Competitive advantage can be represented visually as 1 or more feedback loops. These create the advantage “flywheel” that maintain and grow a moat over time. Think of a big, heavy wheel that takes some effort to get started but then coasts off its own momentum.
Before continuing, check out Eric Jorgenson’s primer on the flywheel mental model here.
Here are 6 simple examples of common advantages represented as flywheels (or “causal loops” in systems terminology). These loops are generalized — they’ll be expressed uniquely in every company that has them.

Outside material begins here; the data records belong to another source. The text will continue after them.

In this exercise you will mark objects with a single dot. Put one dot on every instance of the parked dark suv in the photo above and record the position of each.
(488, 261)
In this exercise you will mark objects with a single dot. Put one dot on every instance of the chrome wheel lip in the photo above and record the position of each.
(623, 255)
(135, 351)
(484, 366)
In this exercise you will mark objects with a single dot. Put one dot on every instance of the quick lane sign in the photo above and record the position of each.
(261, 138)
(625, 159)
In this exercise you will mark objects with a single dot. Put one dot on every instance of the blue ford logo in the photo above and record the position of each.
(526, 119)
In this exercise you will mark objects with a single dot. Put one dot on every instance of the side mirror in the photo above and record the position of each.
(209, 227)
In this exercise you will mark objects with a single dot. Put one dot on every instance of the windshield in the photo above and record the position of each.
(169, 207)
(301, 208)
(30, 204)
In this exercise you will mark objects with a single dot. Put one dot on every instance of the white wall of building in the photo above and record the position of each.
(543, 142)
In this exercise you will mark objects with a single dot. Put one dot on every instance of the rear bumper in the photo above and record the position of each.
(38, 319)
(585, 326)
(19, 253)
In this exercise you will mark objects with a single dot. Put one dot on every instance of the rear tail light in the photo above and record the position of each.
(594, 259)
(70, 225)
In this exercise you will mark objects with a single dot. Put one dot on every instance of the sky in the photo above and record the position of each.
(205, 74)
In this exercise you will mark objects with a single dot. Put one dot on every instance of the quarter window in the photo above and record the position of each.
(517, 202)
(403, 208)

A few examples of how each advantage flywheel can vary:
- In the Economies of Scale flywheel above, the primary driver of more volume is low prices. This fits for most consumer businesses, but lower prices aren’t always the outcome of lower unit costs. If prices are maintained or increase, scale will yield higher margins → more resources to spend on growth → more sales volume.
- The Brand Habit flywheel exhibits the typical loop for habit-reinforcing association of a brand with a specific quality or job-to-be-done. Think “thirst quenching happiness” for Coca-Cola and “low prices” for Wal-Mart. Another example of brand advantage is more of a social proof effect: Product has success → the cool kids want it → improved perception of product → …

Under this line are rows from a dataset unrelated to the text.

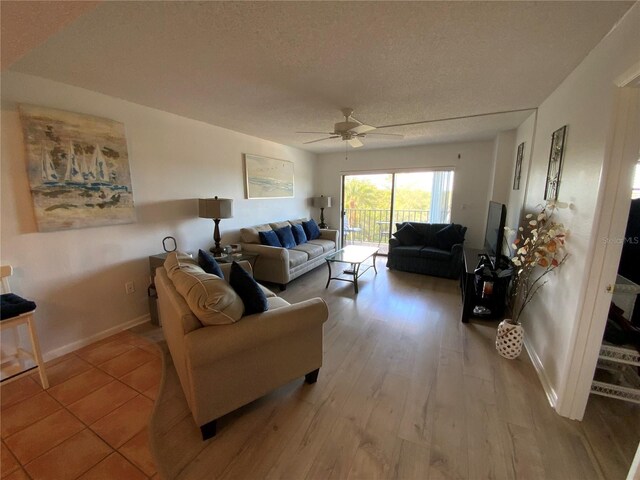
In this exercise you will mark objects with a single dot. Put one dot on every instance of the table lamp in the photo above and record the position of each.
(215, 208)
(322, 202)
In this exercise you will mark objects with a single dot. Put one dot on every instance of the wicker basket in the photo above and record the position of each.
(509, 339)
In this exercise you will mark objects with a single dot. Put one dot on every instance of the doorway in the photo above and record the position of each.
(373, 203)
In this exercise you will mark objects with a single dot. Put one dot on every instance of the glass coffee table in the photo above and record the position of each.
(357, 256)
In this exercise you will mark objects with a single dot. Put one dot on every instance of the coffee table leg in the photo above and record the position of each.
(329, 279)
(356, 272)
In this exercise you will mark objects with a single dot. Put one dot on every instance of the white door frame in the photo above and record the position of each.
(621, 156)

As Eric discussed in his flywheel post, each wheel needs a push to get started. Written in green on a few of the archetypes above are initial advantages to get the wheels moving. Whether it’s a better user experience, a technical breakthrough, or a bootstrapped network based off of an existing network (college campuses for FB) or a useful utility (Instagram).
Real world examples
The above archetypes can be combined to create more comprehensive flywheels modeling the driving “engines” of each company’s moat:
The most successful moats have multiple flywheels that feed off of each other’s momentum. Google’s technical advantages enable stronger brand allegiance and vice versa. Coca-Cola’s marketing-driven brand feeds off of it’s distributor/bottler based network effects. Facebook’s brands have at least 3 reinforcing network effects: direct (social network), 2-sided aggregator (advertising and developers), and brand-driven social proof.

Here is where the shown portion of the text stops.